Once that’s out of the way, place this single file (Readability.java) in your project’s main/java/com/yourgroupidentifier/udf directory:

package com.yourgroupidentifier.udf;

import org.apache.drill.exec.expr.DrillSimpleFunc;
import org.apache.drill.exec.expr.holders.NullableFloat8Holder;
import org.apache.drill.exec.expr.holders.NullableVarCharHolder;

import org.apache.drill.exec.expr.annotations.FunctionTemplate;
import org.apache.drill.exec.expr.annotations.Output;
import org.apache.drill.exec.expr.annotations.Param;

@FunctionTemplate(
        name = "readability",
        scope = FunctionTemplate.FunctionScope.SIMPLE,
        nulls = FunctionTemplate.NullHandling.NULL_IF_NULL
)

public class Readability implements DrillSimpleFunc {

    @Param
    NullableVarCharHolder input;

    @Output
    NullableFloat8Holder out;

    public void setup() {
    }

    public void eval() {

        // The length of 'pneumonoultramicroscopicsilicovolcanoconiosis'
        final int longestWord = 45;

        // Initialize output value
        out.value = 0.0;

        // Split input string up into words
        String inputString = org.apache.drill.exec.expr.fn.impl.StringFunctionHelpers.toStringFromUTF8(input.start, 
input.end, input.buffer);
        String[] inputStringWords = inputString.split("\\s+");

        float numWords = inputStringWords.length;
        float numCharacters = inputString.length() - (numWords-1); // Accounts for spaces

        // Adjust for things in the text that aren't words
        // i.e., They are longer than 'longestWord'
        for(int i = 0; i < inputStringWords.length; i++) {
            if( inputStringWords[i].length() > longestWord) {
                numWords--;
                numCharacters = numCharacters - inputStringWords[i].length();
            }
        }

        // Output 'NULL' if the number of words is zero
        if(numWords != 0) {
            out.value = 4.71 * (numCharacters / numWords) + 0.5 * (numWords) - 21.43;
        }
        else {
            out.isSet = 0;
        }
    }
}

This is pretty straight forward compared to the other examples I’ve discussed before, right?
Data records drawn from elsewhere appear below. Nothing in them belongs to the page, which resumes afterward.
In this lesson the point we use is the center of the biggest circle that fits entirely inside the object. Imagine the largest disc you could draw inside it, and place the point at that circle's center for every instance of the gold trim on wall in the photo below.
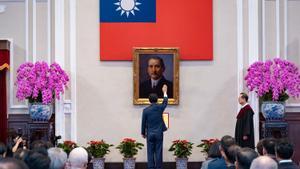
(136, 73)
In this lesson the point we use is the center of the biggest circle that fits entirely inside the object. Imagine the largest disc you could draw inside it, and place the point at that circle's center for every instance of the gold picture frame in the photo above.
(169, 74)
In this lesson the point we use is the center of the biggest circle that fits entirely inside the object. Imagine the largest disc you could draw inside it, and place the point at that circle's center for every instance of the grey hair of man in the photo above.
(263, 162)
(58, 158)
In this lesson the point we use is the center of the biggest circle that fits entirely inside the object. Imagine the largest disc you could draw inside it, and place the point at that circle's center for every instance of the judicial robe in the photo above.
(244, 127)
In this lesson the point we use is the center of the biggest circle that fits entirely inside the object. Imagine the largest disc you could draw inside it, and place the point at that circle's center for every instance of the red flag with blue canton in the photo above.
(125, 24)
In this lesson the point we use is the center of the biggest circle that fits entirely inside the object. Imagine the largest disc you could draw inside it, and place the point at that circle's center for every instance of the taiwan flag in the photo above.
(184, 24)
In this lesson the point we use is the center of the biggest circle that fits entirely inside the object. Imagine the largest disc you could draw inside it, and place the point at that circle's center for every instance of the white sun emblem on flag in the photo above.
(127, 6)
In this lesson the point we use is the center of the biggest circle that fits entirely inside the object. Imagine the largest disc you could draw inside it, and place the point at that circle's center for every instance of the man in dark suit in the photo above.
(155, 70)
(153, 127)
(269, 148)
(244, 128)
(219, 163)
(284, 152)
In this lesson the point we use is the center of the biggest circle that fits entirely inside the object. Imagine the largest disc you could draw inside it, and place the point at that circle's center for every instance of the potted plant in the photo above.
(273, 81)
(98, 150)
(182, 150)
(67, 146)
(129, 148)
(40, 84)
(206, 144)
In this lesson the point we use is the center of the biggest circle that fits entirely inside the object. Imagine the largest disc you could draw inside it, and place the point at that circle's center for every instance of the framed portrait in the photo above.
(153, 68)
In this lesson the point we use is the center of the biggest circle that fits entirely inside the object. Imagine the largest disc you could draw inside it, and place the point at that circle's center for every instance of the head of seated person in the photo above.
(269, 146)
(58, 158)
(21, 154)
(214, 151)
(36, 160)
(231, 154)
(264, 162)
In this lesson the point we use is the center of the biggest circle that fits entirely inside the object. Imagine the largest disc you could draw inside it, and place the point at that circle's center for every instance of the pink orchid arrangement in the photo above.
(274, 80)
(40, 82)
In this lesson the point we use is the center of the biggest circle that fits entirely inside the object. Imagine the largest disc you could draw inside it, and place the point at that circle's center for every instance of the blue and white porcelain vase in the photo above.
(129, 163)
(40, 111)
(181, 163)
(98, 163)
(273, 111)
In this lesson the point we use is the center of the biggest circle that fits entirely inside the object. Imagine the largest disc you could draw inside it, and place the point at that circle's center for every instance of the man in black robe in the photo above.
(244, 131)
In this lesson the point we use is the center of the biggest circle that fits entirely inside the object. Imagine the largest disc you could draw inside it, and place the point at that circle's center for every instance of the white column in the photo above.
(59, 55)
(254, 56)
(240, 49)
(73, 70)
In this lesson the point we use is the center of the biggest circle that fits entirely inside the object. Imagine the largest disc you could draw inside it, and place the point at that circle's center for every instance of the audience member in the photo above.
(58, 158)
(21, 154)
(213, 154)
(230, 156)
(259, 147)
(264, 162)
(226, 142)
(244, 158)
(11, 163)
(269, 148)
(284, 152)
(78, 158)
(36, 160)
(3, 150)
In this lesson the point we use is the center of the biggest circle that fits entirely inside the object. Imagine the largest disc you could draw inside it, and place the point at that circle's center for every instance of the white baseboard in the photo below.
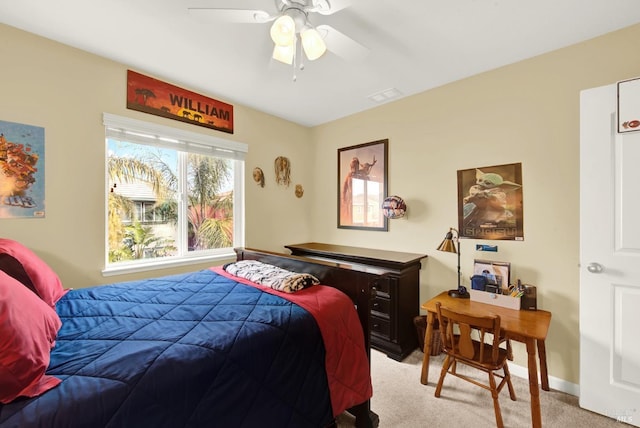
(554, 382)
Just about the only 'trick’ here is that I’ve made the number the function returns a 'Nullable’ type. This is to insure that it has a more sane output than 'Infinity’ when it encounters a field with zero words—especially useful for when the function is used in conjunction with AVG(), which disregards NULL values but would propagate any 'Infinity’ to the final result.

In the next post, we’ll try this function out in the 'field’ on one of my favorite data sets!

(And I swear I didn’t make that pun intentionally.)